You wrote of communal ground, prepare  
beyond culture to unite us. All to hold us, in 
bind, Gloria. Awareness of situation before inner  
change. Inner change before societal change. I do  
not mistake this for an equation. To develop  
unencumbered, we must understand our own 
split: from history, from language, from each of our faces— 
the situation: intentionality behind the dominant
white culture’s thoughts & actions to cull us. Realness  
of our fabrication of real. Pock holes in the real to remake

the real. If we ask the llama to explain their relationship  
to the heard. Silence. Someone thinks sumpter animal
Someone thinks beast of burden. In the high alpines 
of the Andes, the cousin vicuña moves at night among 
steep slopes & festuca, continues to resist domestication. 
Ask the vicuña, Who do you serve? Silence.
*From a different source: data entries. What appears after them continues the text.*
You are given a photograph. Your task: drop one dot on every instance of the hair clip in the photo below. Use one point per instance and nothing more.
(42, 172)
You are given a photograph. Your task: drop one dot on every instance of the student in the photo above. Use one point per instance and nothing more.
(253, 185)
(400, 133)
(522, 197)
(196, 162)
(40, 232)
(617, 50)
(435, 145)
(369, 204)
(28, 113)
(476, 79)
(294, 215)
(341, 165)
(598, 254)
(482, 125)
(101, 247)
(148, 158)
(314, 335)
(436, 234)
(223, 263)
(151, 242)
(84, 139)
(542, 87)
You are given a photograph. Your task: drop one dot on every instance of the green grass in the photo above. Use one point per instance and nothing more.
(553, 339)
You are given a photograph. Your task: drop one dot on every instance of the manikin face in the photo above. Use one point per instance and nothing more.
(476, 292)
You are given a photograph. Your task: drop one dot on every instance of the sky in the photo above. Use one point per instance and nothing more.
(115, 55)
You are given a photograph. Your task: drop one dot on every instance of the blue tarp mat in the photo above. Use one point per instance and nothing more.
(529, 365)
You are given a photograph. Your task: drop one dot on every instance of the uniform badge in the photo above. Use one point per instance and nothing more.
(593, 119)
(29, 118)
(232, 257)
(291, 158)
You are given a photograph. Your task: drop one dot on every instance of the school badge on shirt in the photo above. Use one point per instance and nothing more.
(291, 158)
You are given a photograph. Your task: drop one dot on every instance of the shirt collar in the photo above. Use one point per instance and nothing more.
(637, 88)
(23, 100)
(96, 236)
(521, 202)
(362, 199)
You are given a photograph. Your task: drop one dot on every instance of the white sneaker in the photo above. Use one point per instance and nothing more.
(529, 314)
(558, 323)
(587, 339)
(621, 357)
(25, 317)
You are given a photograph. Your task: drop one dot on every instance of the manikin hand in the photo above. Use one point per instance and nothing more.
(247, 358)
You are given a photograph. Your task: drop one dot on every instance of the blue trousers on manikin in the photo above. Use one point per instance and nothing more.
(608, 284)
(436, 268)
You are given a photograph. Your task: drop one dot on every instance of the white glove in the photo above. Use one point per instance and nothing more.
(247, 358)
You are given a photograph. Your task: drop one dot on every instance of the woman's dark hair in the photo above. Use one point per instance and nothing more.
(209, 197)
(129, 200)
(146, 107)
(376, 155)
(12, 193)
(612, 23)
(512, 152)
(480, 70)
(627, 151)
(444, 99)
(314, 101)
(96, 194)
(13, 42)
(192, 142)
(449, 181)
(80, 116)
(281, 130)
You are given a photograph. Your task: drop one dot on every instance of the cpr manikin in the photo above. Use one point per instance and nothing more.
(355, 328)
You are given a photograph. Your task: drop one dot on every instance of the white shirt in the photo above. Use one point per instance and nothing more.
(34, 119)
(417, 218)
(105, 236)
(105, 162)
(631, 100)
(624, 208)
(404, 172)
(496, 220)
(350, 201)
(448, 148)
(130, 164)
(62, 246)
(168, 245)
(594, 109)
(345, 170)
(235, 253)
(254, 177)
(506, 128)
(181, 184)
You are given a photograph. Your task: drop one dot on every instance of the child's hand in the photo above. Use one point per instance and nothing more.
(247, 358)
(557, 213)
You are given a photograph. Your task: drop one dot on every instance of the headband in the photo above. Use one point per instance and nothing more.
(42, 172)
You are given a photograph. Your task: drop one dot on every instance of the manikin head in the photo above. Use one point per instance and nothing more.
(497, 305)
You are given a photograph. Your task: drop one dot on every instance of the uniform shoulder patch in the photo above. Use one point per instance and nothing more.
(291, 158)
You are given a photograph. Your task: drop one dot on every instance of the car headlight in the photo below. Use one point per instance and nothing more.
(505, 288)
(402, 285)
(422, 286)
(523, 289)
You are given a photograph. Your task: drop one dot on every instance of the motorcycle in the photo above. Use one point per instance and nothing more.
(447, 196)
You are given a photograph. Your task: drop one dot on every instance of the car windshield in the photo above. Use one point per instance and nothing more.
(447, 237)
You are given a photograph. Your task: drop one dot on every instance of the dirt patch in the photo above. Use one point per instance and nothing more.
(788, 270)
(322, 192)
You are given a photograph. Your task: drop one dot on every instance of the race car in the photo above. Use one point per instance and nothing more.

Someone 
mistakes the lack of sound for acquiescence. Someone  
labels a wild thing sacred. Someone labels a wild thing 
dangerous. Someone doesn’t like the use of animal 
or thing associated with their personhood. Someone

wants more animality, less human. Collapse the word 
human into its embodied history of colonized with-
holding meant to deteriorate a body not white. I label 
myself animal. Reach knuckles & wrists inside my throat 
to pull & gather all the gutturals within my tissues. I wonder who 
labels me dangerous now. A word is a bordertown. Belief in 
vocabulary means we carve ourselves out of plurality. Town  
before the town. & the outer terrains sculpt from the inner  
terrains & a mouth held shut still resides in a cerebrum firing— 
thinking & voluntary muscles controlled by the same organ. 

Credit

Copyright © 2023 by Felicia Zamora. Originally published in Poem-a-Day on September 7, 2023, by the Academy of American Poets. 

About this Poem

“I’ve been thinking about the inceptions of change and the interiority of resistance—the synaptic spark inside each person that leads to individual action and societal shifts. We think in language/s, therefore beginning in fault-filled structures. I’m interested in the reclamation of words. How one person embraces terms like thing, animal, or human while another refuses them. How conversations around the etymologies and histories of words, the violence and desire toward them, deepen our thinking around liberatory practices. I think of the work of Julietta Singh, how our bodies are the first border, the first archive. How dismantling colonization begins in us.”